DEFINITION of 'Decedent'

A decedent is a person who is no longer living. When a person is a legitimate taxpayer and dies, all of his possessions become part of his estate, and he becomes denoted as a decedent. Decedents still have the legal power to effect financial transactions and other preparations of their estates through proper estate planning.


Even though a decedent is a deceased person, from a financial perspective, decedents do not cease to exist after they die. This is because almost everyone leaves behind various assets in the form of an estate. The term "decedent" is used chiefly in the tax, estate planning and law arenas. Attorneys and trustees carry out the wishes of decedents after their deaths with the proper execution of their wills and trusts. A final tax return must also be filed for a decedent in the year of his death.

Example of a Decedent and the Reason for a Trust

The idea behind a decedent is straightforward. When a person dies, he becomes a decedent, and his will or trust remains to give directions regarding his money and other assets. The legal process of executing a will or trust always refers to the deceased as a decedent and requires filing of a final tax return that lists the entire estate.

Establishing a trust prior to dying is important because it often reduces estate taxes. This is because it allows a person to transfer the legal rights of his assets to another person before he dies. In addition, it grants the trustee, the person acting on behalf of the decedent, the immediate authority to distribute assets upon death. Finally, no courts are involved, so there are no court fees.

Creating a Trust

The establishment of a trust must occur before a person becomes a decedent. Many financial advisors suggest that their clients have a trust.

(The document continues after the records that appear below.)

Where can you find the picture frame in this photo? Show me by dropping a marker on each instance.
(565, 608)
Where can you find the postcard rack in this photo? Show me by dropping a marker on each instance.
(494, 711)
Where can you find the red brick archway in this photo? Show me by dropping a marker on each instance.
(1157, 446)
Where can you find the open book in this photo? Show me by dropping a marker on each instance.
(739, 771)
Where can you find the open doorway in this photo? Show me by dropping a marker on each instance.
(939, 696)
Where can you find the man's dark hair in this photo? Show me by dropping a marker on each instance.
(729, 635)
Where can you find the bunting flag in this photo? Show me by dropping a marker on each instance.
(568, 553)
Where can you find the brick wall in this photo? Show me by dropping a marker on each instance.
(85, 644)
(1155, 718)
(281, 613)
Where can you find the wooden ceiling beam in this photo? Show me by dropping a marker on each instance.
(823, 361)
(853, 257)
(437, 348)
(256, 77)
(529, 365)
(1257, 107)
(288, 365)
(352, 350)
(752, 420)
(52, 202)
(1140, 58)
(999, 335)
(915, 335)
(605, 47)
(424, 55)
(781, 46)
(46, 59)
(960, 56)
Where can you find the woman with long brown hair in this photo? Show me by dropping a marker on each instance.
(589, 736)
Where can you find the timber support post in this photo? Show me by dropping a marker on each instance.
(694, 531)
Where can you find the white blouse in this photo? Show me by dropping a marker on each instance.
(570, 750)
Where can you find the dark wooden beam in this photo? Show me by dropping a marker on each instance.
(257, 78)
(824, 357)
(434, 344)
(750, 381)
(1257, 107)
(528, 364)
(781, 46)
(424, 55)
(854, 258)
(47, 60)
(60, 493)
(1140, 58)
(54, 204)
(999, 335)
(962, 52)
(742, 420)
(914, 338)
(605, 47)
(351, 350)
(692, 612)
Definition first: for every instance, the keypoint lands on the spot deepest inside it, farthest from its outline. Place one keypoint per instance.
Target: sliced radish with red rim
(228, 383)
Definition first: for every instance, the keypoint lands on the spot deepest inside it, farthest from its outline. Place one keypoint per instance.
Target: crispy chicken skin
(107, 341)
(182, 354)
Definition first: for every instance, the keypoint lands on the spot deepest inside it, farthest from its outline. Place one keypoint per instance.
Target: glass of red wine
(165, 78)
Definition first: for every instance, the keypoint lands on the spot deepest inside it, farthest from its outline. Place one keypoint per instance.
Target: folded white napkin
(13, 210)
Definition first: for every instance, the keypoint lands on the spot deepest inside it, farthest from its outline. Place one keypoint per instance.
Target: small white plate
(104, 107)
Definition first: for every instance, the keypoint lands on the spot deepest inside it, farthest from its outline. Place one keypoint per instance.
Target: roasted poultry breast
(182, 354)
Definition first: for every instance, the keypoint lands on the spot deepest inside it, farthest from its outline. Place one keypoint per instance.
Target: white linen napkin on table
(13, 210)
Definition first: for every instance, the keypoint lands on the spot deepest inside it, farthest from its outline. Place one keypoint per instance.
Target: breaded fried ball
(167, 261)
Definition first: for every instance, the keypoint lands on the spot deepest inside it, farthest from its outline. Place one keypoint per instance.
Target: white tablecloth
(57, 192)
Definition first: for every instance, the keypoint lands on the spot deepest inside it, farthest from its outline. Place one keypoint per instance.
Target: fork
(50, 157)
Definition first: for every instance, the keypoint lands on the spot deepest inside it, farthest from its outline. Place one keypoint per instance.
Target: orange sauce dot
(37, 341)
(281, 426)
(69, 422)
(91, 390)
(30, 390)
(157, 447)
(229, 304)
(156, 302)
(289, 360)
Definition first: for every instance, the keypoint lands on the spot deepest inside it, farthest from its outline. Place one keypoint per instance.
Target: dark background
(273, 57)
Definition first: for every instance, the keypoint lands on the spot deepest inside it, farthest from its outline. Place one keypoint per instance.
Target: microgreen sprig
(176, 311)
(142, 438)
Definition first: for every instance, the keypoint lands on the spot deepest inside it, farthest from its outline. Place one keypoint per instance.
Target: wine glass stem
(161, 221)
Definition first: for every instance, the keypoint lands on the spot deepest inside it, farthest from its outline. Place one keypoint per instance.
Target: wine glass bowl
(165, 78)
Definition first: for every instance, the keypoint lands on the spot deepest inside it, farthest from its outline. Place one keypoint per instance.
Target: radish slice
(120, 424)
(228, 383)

Creating a trust is fairly easy. A property owner, referred to as the trustor, transfers legal ownership of his assets to a person or institution, known as a trustee. It is the trustee's job to manage the assets on behalf of the beneficiaries outlined in the trust. Beneficiaries represent all the people who receive some or all of the benefit of the trust upon death of the trustor.

All trusts create what's called a fiduciary duty for the trustee. This means that the trustee is legally responsible for the best interests of the beneficiaries outlined in the trust. This provides peace of mind that a person's assets are allocated correctly when he becomes a decedent.